On March 5, 2025, cybersecurity firm SlowMist identified unusual transactions linked to 1inch, a leading decentralized exchange aggregator.
The firm discovered that attackers had exploited a vulnerability in the platform’s outdated Fusion v1 smart contract, resulting in the loss of approximately $5 million in digital assets.
Among the stolen funds were 2.4 million USDC and 1,276 WETH, sparking widespread concern within the crypto community.
The breach highlights the ongoing risks associated with legacy smart contracts and the need for enhanced security measures to protect decentralized platforms from malicious exploits.
1inch Responds, Assures Users of Fund Safety
Shortly after the breach was detected, 1inch acknowledged the security flaw and provided reassurances to its users.
The platform clarified that the exploit targeted only outdated resolver smart contracts associated with the Fusion v1 implementation, rather than user funds.
While no individual wallets were compromised, the incident underscores the dangers of relying on outdated code within the DeFi ecosystem.
The 1inch team emphasized the importance of regular audits and upgrades to smart contracts, urging other projects to adopt proactive security strategies to mitigate similar threats in the future.
Also Read: SlowMist Warns of Phishing Threats by Scammers Disguised as Zoom Meeting Links
Hackers Execute Coordinated Attack to Drain Funds
Security analysts determined that the attack was executed in a highly coordinated manner, beginning at approximately 23:00 CET on March 5.

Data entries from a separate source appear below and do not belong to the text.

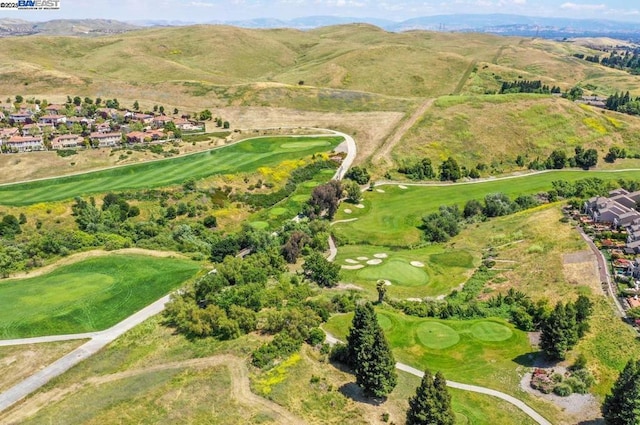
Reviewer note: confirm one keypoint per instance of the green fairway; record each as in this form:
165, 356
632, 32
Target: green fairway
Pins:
443, 269
461, 349
87, 296
392, 218
245, 156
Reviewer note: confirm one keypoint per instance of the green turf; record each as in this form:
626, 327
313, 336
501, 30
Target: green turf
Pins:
436, 335
490, 331
246, 156
396, 270
90, 295
444, 269
424, 343
392, 218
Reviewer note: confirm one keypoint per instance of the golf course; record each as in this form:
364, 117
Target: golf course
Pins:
392, 213
245, 156
89, 295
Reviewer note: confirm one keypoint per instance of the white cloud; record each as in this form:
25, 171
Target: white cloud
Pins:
582, 7
201, 4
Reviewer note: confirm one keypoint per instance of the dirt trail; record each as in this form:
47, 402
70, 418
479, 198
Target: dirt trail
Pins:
384, 151
80, 256
240, 389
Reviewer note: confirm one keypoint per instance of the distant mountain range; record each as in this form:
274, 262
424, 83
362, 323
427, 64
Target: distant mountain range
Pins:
494, 23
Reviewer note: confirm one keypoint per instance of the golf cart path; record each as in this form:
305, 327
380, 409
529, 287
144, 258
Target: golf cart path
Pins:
465, 387
99, 340
240, 387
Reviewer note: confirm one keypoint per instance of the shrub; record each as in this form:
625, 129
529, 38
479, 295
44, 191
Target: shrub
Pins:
563, 390
340, 353
577, 386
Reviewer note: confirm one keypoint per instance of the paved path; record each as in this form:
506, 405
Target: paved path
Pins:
333, 250
603, 269
330, 339
97, 342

The hackers leveraged known weaknesses in the outdated contract, swiftly siphoning funds before defensive measures could be enacted.
The stolen assets were then rapidly laundered through decentralized platforms, making recovery efforts significantly more challenging.
The precision of the operation suggests that the perpetrators possessed an advanced understanding of blockchain vulnerabilities, highlighting the growing sophistication of cybercriminals targeting the DeFi space.
Cybersecurity Experts Warn of Legacy Smart Contract Risks
Following the attack, security experts have reiterated the importance of continuous smart contract audits and proactive vulnerability management.
SlowMist, alongside other blockchain security firms, has advised DeFi platforms to implement automated threat detection systems and phase out unsupported contract versions.
The breach serves as a stark reminder that outdated code remains a lucrative target for attackers, necessitating a shift toward real-time monitoring and improved security protocols.
Industry leaders are urging developers to stay vigilant and adopt best practices to safeguard both platform assets and user funds.
Also Read: SlowMist’s Founder Warns, Without 2FA, Privy-Based Wallets Are At Risk Of Losing All Assets
Lessons Learned: Strengthening Security in the DeFi Space
The 1inch exploit is the latest in a series of high-profile attacks that emphasize the urgent need for reinforced security across the decentralized finance sector.
While 1inch successfully contained the breach to outdated contract resolvers, the incident raises broader questions about the long-term viability of legacy systems.
Moving forward, DeFi platforms are being encouraged to prioritize security through rigorous audits, real-time risk assessments, and enhanced developer education.
The lessons learned from this breach may prompt a new wave of security measures aimed at preventing future vulnerabilities and protecting the integrity of blockchain networks.
Other Recent Industry Hacks Raise Further Concerns
The 1inch exploit is just one of several major security breaches that have shaken the crypto industry in recent months.
Safe Wallet recently disclosed new details about the $1.5 billion Bybit hack, revealing that attackers managed to bypass multi-factor authentication.
Investigations conducted in collaboration with Google Cloud’s Mandiant team confirmed that a North Korean state-sponsored group was behind the attack.
Additionally, Infini’s founder has issued warnings to investors regarding scammers impersonating him following the platform’s $49 million exploit.
In response to the attack, Infini’s leadership has pledged $25 million to stabilize operations while seeking an additional $20 million through over-the-counter transactions.
In another alarming development, the hackers responsible for the Bybit breach have reportedly completed laundering $1.39 billion in stolen Ethereum using the decentralized liquidity protocol THORChain.
The platform, which facilitated $5.9 billion in transactions during the laundering process, has faced scrutiny over its role in enabling such large-scale money laundering activities.